By Sam Boughedda
Tesla's (NASDAQ:TSLA) credit rating, including the issuer credit rating and issue-level ratings, was raised to investment grade at S&P on Thursday, to 'BBB' from 'BB+.'
The firm made the decision to upgrade the electric vehicle giant's rating on its improving production and "solid cash flow prospects."
"Tesla Inc.'s reported production and deliveries for the nine months ended Sept. 30, 2022, were higher than our expectations and the ramp-up in its global capacity appears on track to meet the strong demand for its products into 2023," S&P Global stated in a press release.
The firm now expects Tesla to sell 2 million units in 2023 (above its prior upgrade trigger of 1.5 million units). In addition, it believes the pace of production growth and the level of manufacturing efficiency in its Austin and Berlin facilities have been better than its prior expectations.

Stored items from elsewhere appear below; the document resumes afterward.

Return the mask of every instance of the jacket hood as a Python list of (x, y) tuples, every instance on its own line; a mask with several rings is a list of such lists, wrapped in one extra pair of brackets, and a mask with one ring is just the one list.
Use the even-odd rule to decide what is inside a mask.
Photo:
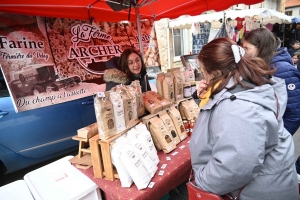
[(276, 65), (276, 62), (288, 62), (293, 65), (292, 58), (285, 47), (277, 49), (276, 55), (271, 60), (271, 65)]
[(125, 84), (130, 81), (130, 79), (127, 77), (127, 75), (124, 72), (116, 68), (105, 70), (103, 75), (103, 80), (105, 82), (115, 82), (118, 84)]
[[(271, 80), (273, 81), (272, 85), (264, 84), (262, 86), (254, 87), (253, 89), (246, 89), (234, 94), (227, 91), (227, 89), (223, 89), (221, 92), (216, 94), (213, 100), (209, 101), (203, 109), (210, 109), (215, 104), (219, 104), (224, 99), (230, 99), (230, 97), (234, 95), (237, 99), (250, 101), (272, 110), (275, 114), (278, 114), (278, 120), (280, 120), (282, 119), (287, 104), (286, 85), (283, 79), (273, 77)], [(226, 88), (229, 88), (232, 85), (234, 85), (234, 81), (233, 79), (230, 79)], [(275, 94), (278, 99), (278, 106)]]

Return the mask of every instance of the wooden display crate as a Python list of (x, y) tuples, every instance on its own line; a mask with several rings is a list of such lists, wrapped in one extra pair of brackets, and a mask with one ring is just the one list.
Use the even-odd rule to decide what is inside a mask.
[[(106, 180), (113, 181), (115, 178), (119, 178), (117, 170), (114, 168), (111, 159), (110, 147), (114, 144), (114, 140), (119, 138), (121, 135), (129, 131), (135, 125), (140, 123), (140, 120), (136, 120), (135, 123), (126, 128), (121, 133), (114, 135), (106, 140), (100, 140), (99, 134), (87, 139), (74, 136), (74, 140), (79, 141), (79, 154), (76, 156), (76, 160), (70, 160), (72, 163), (87, 163), (86, 159), (89, 158), (90, 153), (91, 165), (93, 166), (94, 177), (104, 178)], [(84, 144), (89, 143), (89, 149), (84, 149)]]
[[(136, 120), (135, 124), (131, 127), (126, 128), (124, 131), (119, 133), (118, 135), (115, 135), (107, 140), (98, 140), (98, 144), (101, 147), (101, 157), (104, 165), (104, 174), (105, 174), (105, 179), (113, 181), (115, 178), (119, 178), (118, 172), (116, 169), (114, 169), (113, 164), (112, 164), (112, 159), (111, 159), (111, 152), (110, 152), (110, 147), (114, 144), (114, 140), (119, 138), (121, 135), (129, 131), (131, 128), (136, 126), (138, 123), (140, 123), (140, 120)], [(99, 146), (98, 146), (99, 147)], [(91, 149), (92, 150), (92, 149)], [(92, 150), (92, 157), (93, 157), (93, 150)], [(96, 169), (96, 170), (99, 170)], [(94, 169), (95, 173), (95, 169)]]

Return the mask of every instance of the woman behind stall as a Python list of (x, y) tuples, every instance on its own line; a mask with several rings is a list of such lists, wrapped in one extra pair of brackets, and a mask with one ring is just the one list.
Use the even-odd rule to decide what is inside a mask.
[(288, 101), (283, 121), (284, 127), (293, 135), (300, 126), (300, 72), (293, 66), (286, 48), (277, 49), (277, 46), (277, 37), (266, 28), (252, 30), (243, 39), (246, 56), (263, 59), (276, 69), (275, 77), (285, 80)]
[[(189, 148), (196, 184), (241, 200), (297, 200), (292, 136), (283, 128), (287, 94), (260, 58), (228, 38), (198, 55), (208, 86)], [(213, 89), (211, 89), (213, 88)]]
[(130, 85), (135, 80), (140, 81), (142, 92), (151, 90), (143, 58), (135, 49), (125, 49), (119, 59), (114, 57), (107, 62), (106, 67), (108, 69), (104, 71), (103, 76), (106, 91), (116, 85)]

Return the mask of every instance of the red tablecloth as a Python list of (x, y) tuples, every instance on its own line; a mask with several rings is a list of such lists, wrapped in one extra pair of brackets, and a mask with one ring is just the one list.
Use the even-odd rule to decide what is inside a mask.
[[(86, 176), (88, 176), (92, 181), (94, 181), (99, 188), (104, 192), (105, 199), (116, 200), (146, 200), (146, 199), (160, 199), (171, 189), (180, 185), (186, 181), (191, 172), (191, 158), (190, 151), (188, 148), (188, 141), (190, 138), (186, 138), (184, 141), (177, 145), (177, 148), (168, 154), (164, 154), (162, 151), (158, 151), (158, 156), (160, 162), (158, 164), (158, 170), (151, 182), (154, 182), (153, 188), (145, 188), (143, 190), (138, 190), (133, 183), (130, 188), (122, 188), (119, 179), (115, 181), (107, 181), (101, 178), (94, 178), (93, 169), (78, 169)], [(184, 146), (184, 148), (182, 148)], [(176, 155), (173, 155), (178, 152)], [(171, 160), (167, 160), (170, 157)], [(161, 169), (163, 164), (167, 164), (165, 169)], [(163, 170), (163, 175), (158, 175), (158, 173)]]

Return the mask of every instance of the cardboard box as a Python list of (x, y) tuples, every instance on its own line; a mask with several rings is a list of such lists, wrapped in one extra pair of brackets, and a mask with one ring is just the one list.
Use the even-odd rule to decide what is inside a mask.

The firm said it now views"more favorably" as the company continues to demonstrate market leadership in electric vehicles, with solid manufacturing efficiency that supports strong EBITDA margins and sustained positive free operating cash flow, above previously established upside triggers.
"The stable outlook reflects our expectation that Tesla will maintain low debt levels as it sustains its solid market share, profitability, and strong liquidity amid a weakening economy and an increasingly competitive environment for EVs," added S&P Global.